Hmmm.  I hear what you're saying, but things that are too revolutionary
 don't get used because they're too different from what people are used
 to.  I'd like to offer something that's close to a drop-in replacement
 for std::string that will let people painlessly upgrade their code to
 proper character set support.
I would really much use it. And am not very concerned if some
algorithms would have to change. I'm now using icu directly, and it is
quite a PITA.
...
However, most of the work that I have done has been at a lower level
 and can be easily built upon to enable a new class with a different
 interface as well.   So you can have your cake and eat it!  Comments
 about both are welcome.
You could create a bloated_utf8 as a drop-in replacement for
std::string, and at the same time discouraging its use. :P
...
...
...
I think the string type should offer minimal manipulation facilities -
 either completely read-only or append as the only manipulation function.
I would like to have at least a modifiable string. But only through
iterators (insert and erase).
That should suffice all my algorithm needs.
Try this: temporarily replace all your strings with list<character> and
 see what's missing.
I did (not *all*, but in very significant places).
The first problem I got was unnecessary requiring
RandomAccessIterators, like using operator+ instead of std::advance.
Other places uses std::string::size_type and operator[].
But I can say these are easily correctable.
...
...
...
A string buffer type could be written as a mutable alternative, as is
 the design in Java and C#. However, I'm not sure how much of that
 interface is needed, either.
I'm unfamiliar with what Java and C# do, but my lower-level code (e.g.
 character_output_iterator) make it simple to write e.g. UTF-8 into
 arbitrary memory.
Good.
...
...
A modifiable iterator interface (with insert and erase) is, IMO, as
concise and extensible as possible.
...
I'd love to have some empirical data on string usage.
I do some string manipulations on email.
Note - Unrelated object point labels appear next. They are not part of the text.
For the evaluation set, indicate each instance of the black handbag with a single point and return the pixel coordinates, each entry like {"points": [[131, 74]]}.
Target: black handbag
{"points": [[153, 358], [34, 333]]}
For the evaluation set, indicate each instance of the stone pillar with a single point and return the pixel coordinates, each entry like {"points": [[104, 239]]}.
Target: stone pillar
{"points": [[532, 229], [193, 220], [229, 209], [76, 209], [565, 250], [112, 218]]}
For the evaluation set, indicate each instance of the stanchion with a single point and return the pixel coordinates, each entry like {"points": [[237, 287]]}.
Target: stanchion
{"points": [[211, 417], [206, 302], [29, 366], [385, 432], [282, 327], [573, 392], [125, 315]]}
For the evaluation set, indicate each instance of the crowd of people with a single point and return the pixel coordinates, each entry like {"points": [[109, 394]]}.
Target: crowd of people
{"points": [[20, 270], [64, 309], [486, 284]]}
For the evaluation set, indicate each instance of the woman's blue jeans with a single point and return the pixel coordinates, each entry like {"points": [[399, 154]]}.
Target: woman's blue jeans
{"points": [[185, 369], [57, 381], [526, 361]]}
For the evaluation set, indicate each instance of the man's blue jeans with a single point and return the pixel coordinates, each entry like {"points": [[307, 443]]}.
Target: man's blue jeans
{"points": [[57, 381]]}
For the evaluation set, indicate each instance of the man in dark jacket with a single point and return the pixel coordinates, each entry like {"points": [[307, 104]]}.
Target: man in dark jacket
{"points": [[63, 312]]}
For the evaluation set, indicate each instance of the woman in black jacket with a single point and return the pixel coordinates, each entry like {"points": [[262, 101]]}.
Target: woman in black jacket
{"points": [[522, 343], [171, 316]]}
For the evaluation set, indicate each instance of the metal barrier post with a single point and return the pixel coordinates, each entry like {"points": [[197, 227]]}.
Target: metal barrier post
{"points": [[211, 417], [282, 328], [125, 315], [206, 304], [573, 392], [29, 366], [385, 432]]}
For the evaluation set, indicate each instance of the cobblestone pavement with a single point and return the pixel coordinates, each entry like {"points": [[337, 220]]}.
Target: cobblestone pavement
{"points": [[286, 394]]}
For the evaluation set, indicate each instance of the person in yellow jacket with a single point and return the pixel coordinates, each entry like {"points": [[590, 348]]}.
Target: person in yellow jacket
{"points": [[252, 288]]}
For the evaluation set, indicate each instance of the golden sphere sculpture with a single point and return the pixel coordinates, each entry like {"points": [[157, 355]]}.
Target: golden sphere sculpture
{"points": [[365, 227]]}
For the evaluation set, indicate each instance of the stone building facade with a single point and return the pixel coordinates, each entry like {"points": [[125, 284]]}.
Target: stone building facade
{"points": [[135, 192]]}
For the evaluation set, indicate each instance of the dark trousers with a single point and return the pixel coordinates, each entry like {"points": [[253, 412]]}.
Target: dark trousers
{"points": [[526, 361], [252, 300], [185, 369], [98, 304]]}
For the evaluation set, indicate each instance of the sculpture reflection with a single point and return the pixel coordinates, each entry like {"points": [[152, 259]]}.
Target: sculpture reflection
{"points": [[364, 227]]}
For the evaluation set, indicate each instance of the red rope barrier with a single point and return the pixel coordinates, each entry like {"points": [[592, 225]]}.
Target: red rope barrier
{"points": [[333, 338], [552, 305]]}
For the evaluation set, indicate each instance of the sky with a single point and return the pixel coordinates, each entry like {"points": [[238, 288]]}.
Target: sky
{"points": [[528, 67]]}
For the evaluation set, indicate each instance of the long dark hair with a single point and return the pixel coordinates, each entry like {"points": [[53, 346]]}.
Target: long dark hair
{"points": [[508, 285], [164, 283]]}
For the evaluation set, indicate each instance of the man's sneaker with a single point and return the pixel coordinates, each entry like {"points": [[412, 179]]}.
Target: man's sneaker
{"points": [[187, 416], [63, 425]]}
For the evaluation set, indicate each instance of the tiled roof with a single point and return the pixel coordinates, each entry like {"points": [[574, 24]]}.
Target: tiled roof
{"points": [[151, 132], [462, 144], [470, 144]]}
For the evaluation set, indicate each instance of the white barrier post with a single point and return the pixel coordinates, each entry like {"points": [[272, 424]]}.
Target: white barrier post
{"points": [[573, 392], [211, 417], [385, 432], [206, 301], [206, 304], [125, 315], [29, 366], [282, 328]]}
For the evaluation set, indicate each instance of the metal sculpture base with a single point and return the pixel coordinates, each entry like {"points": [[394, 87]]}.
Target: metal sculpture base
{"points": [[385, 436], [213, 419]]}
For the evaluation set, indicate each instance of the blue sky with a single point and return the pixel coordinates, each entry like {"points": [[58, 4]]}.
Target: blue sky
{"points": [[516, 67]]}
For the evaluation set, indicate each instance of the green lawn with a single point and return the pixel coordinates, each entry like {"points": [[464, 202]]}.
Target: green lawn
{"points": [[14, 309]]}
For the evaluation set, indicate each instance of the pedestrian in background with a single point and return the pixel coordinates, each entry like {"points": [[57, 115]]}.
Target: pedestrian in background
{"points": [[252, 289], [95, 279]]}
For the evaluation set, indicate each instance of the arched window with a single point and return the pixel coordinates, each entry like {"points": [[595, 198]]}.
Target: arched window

And it is usually better to
do all manipulations in the codepage received, instead of converting
back and forth.
One issue that I'm currently thinking about with this sort of usage is
 compile-time character set tagging vs. run-time character set tagging.
 In fact, I've been wondering whether there is some general pattern for
 providing both e.g.
template <charset_t cset> void foo(int x);
 and
 void foo(charset_t cset, int x);
I can say I won't be using much compile-time tagged strings.
But, I guess you could do:

template <typename Char, typename Charset> struct compiletime_string;
template <typename Char> struct string
{
  template <typename Charset>
  string(compiletime_string<Char, Charset> const& s);
}

And then you can have compile-time tagged strings and runtime tagged
strings work together seamlessly.
...
You can obviously forward from the first to the second but that may
 lose some compile-time-constant optimisations; forwarding from the
 second to the first needs a horrible case statement.  I was wondering
 about a macro that would define both.... any ideas anyone?
I guess a macro wouldn't be a very good idea.
You can just do some if's in the runtime_tagged and forward to the
compile-time function for cases where you have a optimized
compile-time version for those charsets. For all others, just
execute a common function (based on iconv maybe) just passing the
character set name.
You could have a map for compile-time character set to c-string
character set name.
...
...
...
...
- What character sets are people interested in using (a) at the "edges"
of their programs,
 As many as possible. Theoretically, a program might have to deal with
 any and all encodings out there. Realistically, there's probably a dozen
 or two that are relevant. You'd need empirical data.
I have looked at the charsets in all my email, but the results are
 thrown by the spam.
...
Unfortunately I need all supported by MIME.
Falling back using e.g. iconv() for the otherwise-unsupported ones is
 my plan.
That's good enough to me.

[snip]
...
Cheers,
Phil.
Regards,
-- 
Felipe Magno de Almeida